Once I had children and was still teaching, one of my favorite things was to create field trips that my students and my children could all participate in. I grew up in Wyoming where I thought I would never want to see the snow again, but now I live at sea level and almost never get snow. One of the best field trip opportunities was to drive up 40 minutes and 4,000 feet to the snow park and take the whole crew sledding. When you don’t really have seasons beyond cool rain and warm rain, snow becomes a magical element. The snow park gets feet of snow instead of inches and it has an old wooden cabin with a woodstove for public use, so we always brought jugs of water and hot chocolate powder for a warming break. No one here really has winter clothing but for one snowy afternoon we could make due with rain gear and layers of sweaters and mittens that soaked through instantly. It was cold there, so the snow almost always had a crust and was too solid for snow angels, but there would be speedy downhill runs and enough powder scraped up to make a few snowballs.

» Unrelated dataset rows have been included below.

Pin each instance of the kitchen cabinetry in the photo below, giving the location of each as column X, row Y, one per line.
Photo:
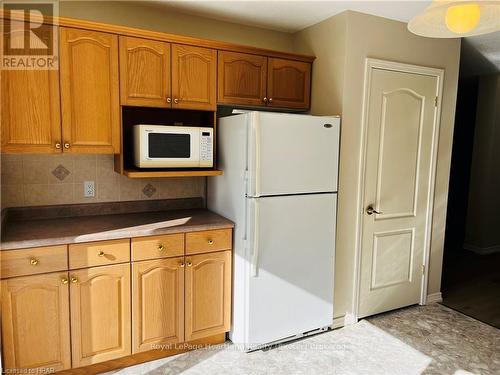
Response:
column 35, row 322
column 208, row 310
column 145, row 72
column 288, row 83
column 90, row 103
column 157, row 303
column 100, row 314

This picture shows the kind of teacher I always strive to be, one who teaches joy and self confidence and Children, instead of one who teaches Math and grammar and rules, Of course we cover those too but I believe a child with joy and confidence will love to explore and learn.

My Parents visiting

Once we moved to the coast, my parents came to visit every year, driving 1300 miles to get here. There are no direct routes between their home and mine and it is 400 miles further in the winter than in the summer due to the closure of some roads, like the road through Yellowstone Park.
I adopted their first grandchild 17 days before my brother’s wife gave birth to a daughter, and a year and a day later my second son was born. And a year and a half later my brother’s son. The grandparents loved being grandparents and came as often as they could, but they also loved the coastal redwoods area and enjoyed climbing on the rocks and exploring the forest paths.
When my boys were old enough to climb the rocks, Dad came one last time and raced them to the top of a huge sea stack, but had already had major cancer surgery and within two months would be unable to stand up from the couch where he would lay, in a somewhat strange state, suspended between being able to sleep or being able to stay awake.
If anything can be learned from my stories, I hope it is this – that no matter how long you have your loved ones, it is never long enough, so spend every moment you can, being aware how much you love them.